Michio Kaku gemystifies the God equation: The key to understanding everything

It speaks to the importance of discoveries in physics over the past few generations that even the disinterested layman has heard of the field’s central challenge. In brief, there exist two separate systems: general relativity, which describes the physics of space, time, and gravity, and quantum mechanics which describes the physics of fundamental particles like electrons and photons. Each being applicable only at its own scale, one would seem to be incompatible with the other. What the field needs to bring them together is kind of a “grand unified theory,” a concept that has long since worked its way into popular culture.

In the Big Think video above, physicist Michio Kaku explains this scientific quest for what he calls “the God equation” in about five minutes. Such an equation “should unify the basic concepts of physics.” But general relativity as conceived by Albert Einstein is “based on smooth surfaces,” while quantum mechanics is “based on chopping things up into particles.”

The challenge of bringing the two into concert has attracted “the greatest minds of the entire human race,” but to no definitive avail. At this point, Kaku says, only one conception “has survived every challenge: string theory, which is what I do for a living” — and which has attained a rather high level of public awareness, if not necessarily public understanding.

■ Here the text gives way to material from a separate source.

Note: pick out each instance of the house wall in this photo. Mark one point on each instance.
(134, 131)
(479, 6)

Kaku breaks it down as follows: “If you can peer into the heart of an electron, you would see that it’s a rubber band: a tiny, tiny vibrating string, very similar to a guitar string. There’s an infinite number of vibrations, and that is why we have subatomic particles,” each variety of which corresponds to a different vibration. “A simple idea that encapsulates the entire universe” — and, crucially, a mathematically consistent one — string theory has attracted astute proponents and detractors alike, the latter objecting to its untestabillity. But one day, technology may well advance sufficiently to falsify it or not, and if not, the door opens to the possibility of time machines, wormholes, parallel universes, “things out of The Twilight Zone.” A physicist can dream, can’t he?